As my biking has ramped up, I have relied heavily on podcasts to keep me company. As I am loathe to have multiple devices, I use my Treo 680 with Pocket Tunes, streaming wirelessly over Bluetooth to my Motorola HT280 headphones. All good, but updating podcasts on the 680 with QuickNews has proved to work, though much slower and more cumbersome than is really practical. On the other hand, the best podcast manager application, in my opinion, is Apple's iTunes: subscriptions are easily managed, new subscriptions easily browsed and found, and Smart Playlists allow rules-based playlists (i.e. 5 most recently updated podcasts). The downside: it lives in the Apple ecosystem, so it syncs only with iPods. So, how to get iTunes to manage podcasts on my Treo?
Enter the Mass Storage Synchronizer, a small macro-based program that does just this...sorta. It allows you to define a playlist in iTunes, named "Treo smartphone," and add the content of your choice. Yes, it can also be a Smart Playlist. Now, here come the useful, if not slightly kludgy, step. Got an SD card reader? Good, you need it. Pop your SD card in, and make sure there's a folder named Audio on it. Double click the Mass Storage Synchronizer icon, and up comes a window, suspiciously DOS-looking. It protests a few times; just keep clicking Continue. Finally, it quietly thinks for about 10 seconds, and the alerts you everything has been updated. Yep, the contents of your playlist are now on the SD card.

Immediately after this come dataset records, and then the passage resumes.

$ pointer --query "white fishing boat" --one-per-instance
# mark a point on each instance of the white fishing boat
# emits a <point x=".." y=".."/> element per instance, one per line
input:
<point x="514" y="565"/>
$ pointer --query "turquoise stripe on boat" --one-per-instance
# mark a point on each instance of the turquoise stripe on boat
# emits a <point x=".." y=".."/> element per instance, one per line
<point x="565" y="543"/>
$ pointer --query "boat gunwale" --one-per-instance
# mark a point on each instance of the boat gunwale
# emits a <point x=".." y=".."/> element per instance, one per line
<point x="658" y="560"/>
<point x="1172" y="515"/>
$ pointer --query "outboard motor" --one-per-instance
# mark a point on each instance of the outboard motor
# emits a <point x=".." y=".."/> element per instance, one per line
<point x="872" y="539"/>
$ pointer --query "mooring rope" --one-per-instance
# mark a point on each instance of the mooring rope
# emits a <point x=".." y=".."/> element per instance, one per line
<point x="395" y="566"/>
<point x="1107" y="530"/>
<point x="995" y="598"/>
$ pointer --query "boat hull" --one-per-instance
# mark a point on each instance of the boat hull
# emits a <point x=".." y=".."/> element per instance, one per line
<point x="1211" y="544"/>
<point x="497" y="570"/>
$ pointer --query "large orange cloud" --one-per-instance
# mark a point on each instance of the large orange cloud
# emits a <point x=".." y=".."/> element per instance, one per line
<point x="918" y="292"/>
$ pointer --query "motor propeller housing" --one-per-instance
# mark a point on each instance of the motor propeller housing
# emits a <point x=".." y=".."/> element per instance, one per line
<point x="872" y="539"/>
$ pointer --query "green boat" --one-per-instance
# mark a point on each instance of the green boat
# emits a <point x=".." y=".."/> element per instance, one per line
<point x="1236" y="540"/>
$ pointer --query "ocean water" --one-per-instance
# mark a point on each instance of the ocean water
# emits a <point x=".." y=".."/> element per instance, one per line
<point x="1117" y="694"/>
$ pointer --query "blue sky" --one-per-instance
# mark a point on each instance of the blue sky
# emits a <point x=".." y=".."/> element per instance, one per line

Note I said "contents." That means that the actual playlist did not transfer, so you are left to your own devices (ahem) to create the Playlist on the Treo. For me, I use this tool to get podcasts on my Treo, so it's a simple matter to use Pocket Tunes to just create or edit a playlist on the Treo and add in all the content with the genre "podcasts." Then a little reordering, and I'm good to go.
Overall, this solution has a lot going for it. For one, it works, which is more than I can say about Pocket Tunes' Windows Media integration (works once, but never again). For another, it's fast: mere seconds to transfer big podcast files. And finally, it's got the magic price point: free. Who can argue with that?
Personally, I think Apple's got to eventually expand iTunes to non-Apple devices to continue adoption of their leadership role in digital content. I'm not saying this year, or even next, but as NBC recently showed, without critical market mass, the whole inexpensive content supply dries up. Apple can sell as many iPods and iPhones as they can, but if they want to continue dictating pricing and terms to big content providers, they have to show they are the only game in town. That means playing nice, at least in a limited fashion, with Zunes, Sansas and the like, or risk Amazon or Microsoft stealing their thunder.
For now, I'm happy with this workaround. That iPhone keeps looking better and better...but, for instance, this is just one of many blog entries written entirely on my Treo. I'll stick with the keyboard...and the poor man's iPod for that alone.